A Californian man whose ATM network laundered bitcoin for criminals has been sentenced to two years in prison
- A man whose company laundered millions in
bitcoinand cash has been jailed for two years.
- Kais Mohammad, who went by the name "Superman29," illegally traded as much as $25 million.
- Prosecutors have seized all of Mohammad's banking machines, crypto, and cash.
A Californian man who last year pleaded guilty to operating an illegal virtual-currency business has now been sentenced to two years in federal prison, according to the Justice Department.
Kais Mohammad, 37, a former bank employee, who called himself "Superman29," illegally exchanged as much as $25 million through in-person transactions and bitcoin ATM kiosks - some of it for criminals.
As part of his sentencing, the US has impounded about $1.25 million worth of bitcoin and ethereum from Mohammad, Bloomberg reported. Prosecutors have also seized 17 of his ATMs and about $23,000 in cash, according to the Justice Department.
From December 2014 to November 2019, Mohammad controlled Herocoin, an illicit money-transmitting business.

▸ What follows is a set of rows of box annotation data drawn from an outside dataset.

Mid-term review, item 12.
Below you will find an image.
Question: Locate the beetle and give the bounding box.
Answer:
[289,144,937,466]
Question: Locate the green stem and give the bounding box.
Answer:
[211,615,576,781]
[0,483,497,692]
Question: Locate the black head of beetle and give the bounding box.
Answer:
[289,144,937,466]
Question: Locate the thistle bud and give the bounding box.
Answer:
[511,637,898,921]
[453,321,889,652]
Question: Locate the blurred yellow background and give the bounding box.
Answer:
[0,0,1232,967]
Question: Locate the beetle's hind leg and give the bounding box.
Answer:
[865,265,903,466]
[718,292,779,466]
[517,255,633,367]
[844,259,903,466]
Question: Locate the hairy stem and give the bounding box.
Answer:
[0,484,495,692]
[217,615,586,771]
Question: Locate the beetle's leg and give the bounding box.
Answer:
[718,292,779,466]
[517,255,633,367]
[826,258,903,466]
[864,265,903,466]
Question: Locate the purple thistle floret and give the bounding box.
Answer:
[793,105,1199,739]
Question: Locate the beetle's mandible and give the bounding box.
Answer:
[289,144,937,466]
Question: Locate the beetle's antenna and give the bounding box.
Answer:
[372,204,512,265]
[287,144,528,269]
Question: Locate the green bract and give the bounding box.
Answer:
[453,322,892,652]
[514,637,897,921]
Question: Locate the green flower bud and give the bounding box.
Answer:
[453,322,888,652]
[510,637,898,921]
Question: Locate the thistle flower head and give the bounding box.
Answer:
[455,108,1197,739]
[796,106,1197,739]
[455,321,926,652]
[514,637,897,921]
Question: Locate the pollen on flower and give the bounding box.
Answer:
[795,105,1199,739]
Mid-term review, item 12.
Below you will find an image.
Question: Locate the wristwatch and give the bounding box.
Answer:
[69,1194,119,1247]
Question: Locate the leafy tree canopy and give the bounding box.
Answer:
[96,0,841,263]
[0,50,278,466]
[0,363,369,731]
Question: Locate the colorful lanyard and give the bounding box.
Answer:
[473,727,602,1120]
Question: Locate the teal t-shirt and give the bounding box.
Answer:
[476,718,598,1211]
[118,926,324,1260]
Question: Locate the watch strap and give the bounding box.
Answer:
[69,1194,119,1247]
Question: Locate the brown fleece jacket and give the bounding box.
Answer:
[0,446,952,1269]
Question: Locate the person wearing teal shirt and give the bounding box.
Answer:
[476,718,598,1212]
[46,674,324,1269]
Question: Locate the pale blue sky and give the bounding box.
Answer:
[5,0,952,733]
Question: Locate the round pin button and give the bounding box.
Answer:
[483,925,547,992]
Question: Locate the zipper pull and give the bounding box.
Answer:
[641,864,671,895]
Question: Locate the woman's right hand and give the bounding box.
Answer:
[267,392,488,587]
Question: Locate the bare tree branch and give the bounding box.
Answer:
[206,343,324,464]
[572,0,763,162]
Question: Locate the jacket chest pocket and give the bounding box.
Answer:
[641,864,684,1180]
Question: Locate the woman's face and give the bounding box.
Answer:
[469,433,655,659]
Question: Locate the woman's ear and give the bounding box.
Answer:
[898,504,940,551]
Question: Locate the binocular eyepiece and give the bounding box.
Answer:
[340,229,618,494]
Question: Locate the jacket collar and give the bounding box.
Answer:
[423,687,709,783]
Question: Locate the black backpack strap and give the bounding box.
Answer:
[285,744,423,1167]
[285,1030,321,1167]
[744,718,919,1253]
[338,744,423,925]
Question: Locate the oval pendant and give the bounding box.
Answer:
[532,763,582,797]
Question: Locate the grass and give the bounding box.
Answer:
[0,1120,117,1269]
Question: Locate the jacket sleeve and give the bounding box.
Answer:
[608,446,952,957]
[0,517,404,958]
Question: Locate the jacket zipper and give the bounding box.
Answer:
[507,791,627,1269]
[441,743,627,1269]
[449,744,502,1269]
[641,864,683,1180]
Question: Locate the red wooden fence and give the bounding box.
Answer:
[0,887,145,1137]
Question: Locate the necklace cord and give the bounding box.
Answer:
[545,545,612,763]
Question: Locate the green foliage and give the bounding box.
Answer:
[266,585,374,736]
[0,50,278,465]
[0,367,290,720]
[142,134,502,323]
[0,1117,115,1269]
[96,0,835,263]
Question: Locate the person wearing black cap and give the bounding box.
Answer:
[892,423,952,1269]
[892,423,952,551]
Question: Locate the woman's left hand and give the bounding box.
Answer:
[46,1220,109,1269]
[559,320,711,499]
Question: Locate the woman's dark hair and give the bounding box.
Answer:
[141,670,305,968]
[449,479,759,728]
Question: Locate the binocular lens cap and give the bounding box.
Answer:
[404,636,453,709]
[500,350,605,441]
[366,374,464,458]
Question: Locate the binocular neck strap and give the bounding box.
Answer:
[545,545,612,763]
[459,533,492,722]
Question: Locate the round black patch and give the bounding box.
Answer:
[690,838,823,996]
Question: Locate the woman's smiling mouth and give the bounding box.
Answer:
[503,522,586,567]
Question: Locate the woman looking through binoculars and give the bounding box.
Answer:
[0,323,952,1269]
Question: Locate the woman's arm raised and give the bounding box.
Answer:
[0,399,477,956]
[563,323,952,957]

As part of his operation, Mohammad offered bitcoin-cash exchange services, charging commissions of up to 25%, which was well above the market rate.
These bitcoin ATM-type machines allowed customers to use buy the currency using cash, or sell it in exchange for cash that would be distributed through the machines.
Mohammad was able to track all transactions on the ATM machines and identify each transaction that took place on them, which were located in malls, gas stations, and convenience stores in Los Angeles, Orange Riverside, and San Bernardino counties, the Justice Department reported.
During sentencing, prosecutors wrote: "Rather than use his knowledge to create a robust compliance program, (Mohammad) avoided one altogether and profited by making his business an efficient, unchecked, and nearly anonymous conduit for money laundering and other crimes."